На новой, освобожденной, должности он не только не стал носить пиджака с галстуком, но энергично вышагивал по «конторе» в темном свитере с воротом под горло, отчего стал еще больше похож на соседа моего детства — малоразговорчивого шофера, с чьим приемным сыном мы играли в прятки в нашем общем большом дворе с дровяными сараями, бетонным колодцем и липовой аллеей. Когда я стал постарше, мать сказала мне по секрету, что бездетные шофер с женой взяли из детдома моего дворового друга. Он был удивительно безобиден. Однажды с открытым от восторга ртом он слушал, как моя бабушка с крыльца через забор неторопливо на идише пересказывала остановившейся на улице соседке свою беседу с цыганкой. Я начал оттаскивать его, но он упирался, вслушивался и шевелил губами.

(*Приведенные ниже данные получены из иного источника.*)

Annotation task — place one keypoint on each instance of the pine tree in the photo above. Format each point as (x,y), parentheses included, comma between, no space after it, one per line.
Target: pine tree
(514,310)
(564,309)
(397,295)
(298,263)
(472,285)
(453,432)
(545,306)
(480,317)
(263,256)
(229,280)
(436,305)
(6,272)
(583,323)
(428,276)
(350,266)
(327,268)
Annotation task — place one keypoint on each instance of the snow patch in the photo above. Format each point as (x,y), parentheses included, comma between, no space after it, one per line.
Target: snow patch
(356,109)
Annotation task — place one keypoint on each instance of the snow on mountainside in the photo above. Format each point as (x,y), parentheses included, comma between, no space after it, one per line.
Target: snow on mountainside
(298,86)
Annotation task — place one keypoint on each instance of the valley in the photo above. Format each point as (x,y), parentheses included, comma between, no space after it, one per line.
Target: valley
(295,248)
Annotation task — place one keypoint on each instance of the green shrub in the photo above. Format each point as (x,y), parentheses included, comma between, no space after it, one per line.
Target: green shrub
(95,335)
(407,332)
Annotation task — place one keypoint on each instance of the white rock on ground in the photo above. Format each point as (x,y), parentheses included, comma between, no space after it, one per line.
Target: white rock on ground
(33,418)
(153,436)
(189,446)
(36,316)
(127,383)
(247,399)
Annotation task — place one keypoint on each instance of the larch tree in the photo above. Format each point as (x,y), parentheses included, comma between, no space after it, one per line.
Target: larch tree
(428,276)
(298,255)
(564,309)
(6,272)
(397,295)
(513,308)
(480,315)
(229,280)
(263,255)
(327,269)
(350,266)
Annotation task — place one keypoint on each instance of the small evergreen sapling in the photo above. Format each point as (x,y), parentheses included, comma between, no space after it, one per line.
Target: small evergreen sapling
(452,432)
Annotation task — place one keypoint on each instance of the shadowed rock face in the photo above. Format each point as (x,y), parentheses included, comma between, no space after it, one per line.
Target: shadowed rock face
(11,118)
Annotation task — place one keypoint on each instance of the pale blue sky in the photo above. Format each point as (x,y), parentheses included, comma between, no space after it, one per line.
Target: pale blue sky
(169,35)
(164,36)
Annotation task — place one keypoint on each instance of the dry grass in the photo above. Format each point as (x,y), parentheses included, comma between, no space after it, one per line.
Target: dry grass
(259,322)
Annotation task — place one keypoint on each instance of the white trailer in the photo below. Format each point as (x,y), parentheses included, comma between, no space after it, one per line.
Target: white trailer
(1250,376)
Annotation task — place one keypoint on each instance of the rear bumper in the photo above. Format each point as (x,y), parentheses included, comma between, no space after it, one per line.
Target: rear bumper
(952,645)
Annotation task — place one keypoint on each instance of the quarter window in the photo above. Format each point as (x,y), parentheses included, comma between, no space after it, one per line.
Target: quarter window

Когда бабушка закрыла за собой дверь деревянной веранды и соседка ушла, он зажегся весельем.

— Цыгане, штыгане, вейсане, дустене, — убегая, орал он.

Когда удавалось настичь его, я старался влепить ему в стриженый затылок щелбанов примерно по количеству выкрикнутых им глупостей. Он, смеясь, вырывался, убегал и продолжал орать.

— Когда должна уйти эта бумага? — спросил я Петрова.

— Через две недели.

— Я недельку подумаю, а за это время организую себе командировку куда-нибудь недели на три-четыре, — сказал я.

— Думай, — ответил Петров и снова захохотал.

Дело было вскоре после Сабры и Шатилы. Инженер Буров, хитро прищурив глаз, сказал: «А резню-то устроили не евреи», что выставляло Бурова нонконформистом и свидетельствовало о том, что он слушает «голоса из-за бугра».

Подробности и атмосфера происшедшего стали известны мне только здесь. Статья из британской газеты объясняла происшедшее как ответ ливанских христиан-фалангистов на резню палестинцев. Резня палестинцев, объясняла далее статья, была ответом на резню фалангистов, которая была ответом на резню палестинцев и т. д. «Это были переодетые евреи», — позже выдвинули собственную версию палестинцы.

А тогда я уже через четыре дня после разговора с Петровым улизнул в командировку в Ереван. Я не был героем, и мне не хотелось быть говном. Петров, я знал это достаточно точно, не был говном и не метил в генсеки.

— Как тебе Ереван? — спросил он по моем возвращении, когда мы в очередной раз столкнулись в коридоре с крашенными синей масляной краской панелями.

— Очень понравился, — ответил я, — розовый туф, панорама на гору Арарат. А как тут? Бумага ушла?

— Отбой, — захохотал Петров, — это была местная инициатива, в отсутствие начальства и без его одобрения. Ее автор скоро перейдет к нам из горкома работать в отделе снабжения.